My grandmother first became ill in 2010, and at that point it became our turn to take care of her. So, from 2010 to the present, she lived in Sacramento with my brother and myself. These past ten years have been amongst the richest of my life, and I’m sure my brother and sister would say the same. We watched her age, watched her body get weaker, this is true. But we also saw her iron will become even stronger, her resolve to love harder each day than the day before grow exponentially.

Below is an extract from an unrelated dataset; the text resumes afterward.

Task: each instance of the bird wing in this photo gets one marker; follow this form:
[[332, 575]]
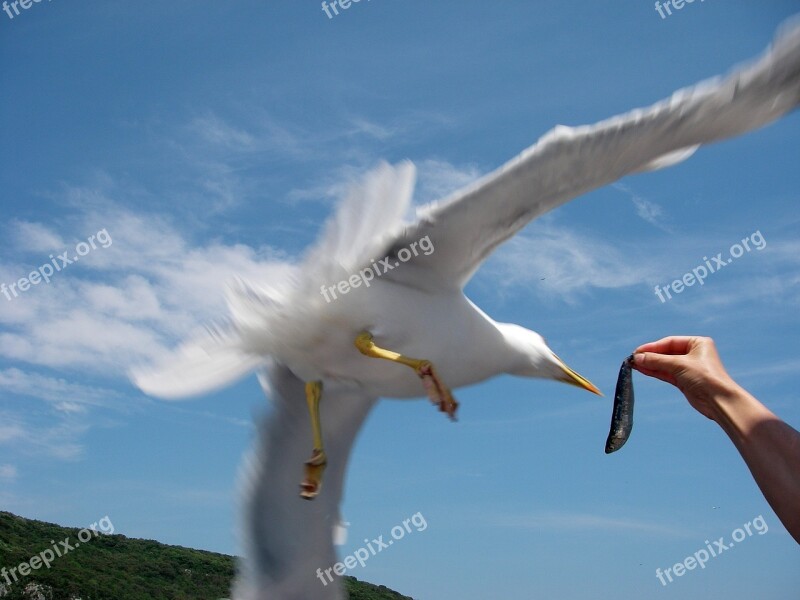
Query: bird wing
[[287, 538], [205, 363], [569, 161]]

While it was hard to watch our superhero-- our matriarch slowly leave us, the memories we have of her in her old age are just as beautiful as the ones from our youth. She was teaching me lessons until the day she left this earth. She is STILL teaching me lessons. Grandma, I will forever be listening for your voice.
My grandma went to be with the angels on December 7, 2018. But she leaves nothing behind and nothing unfinished. My siblings and myself, her great grandchildren both biological and otherwise, and everyone she touched over her long and accomplished life will forever have her in our hearts and in our minds. My heart is heavy, but even in the depths of my sadness, there is a light because I know that my grandmother is celebrating finally going home to be with my mother, her husband, and all of the people she has been missing all these years.
Paca, you will always be my biggest fan, my hero, my inspiration, and the little voice in the back of my mind that says to ignore adversity and keep fighting. You are in every decision I make, every road I travel, and you breathe in very breath I take. I hope yours is the first face I see when my time on this earth is done. I hope--no, I know that your journey was a good one. Goodbye for now. As you always use to say at the end of a journey, “here you are with it, and here you are without it.”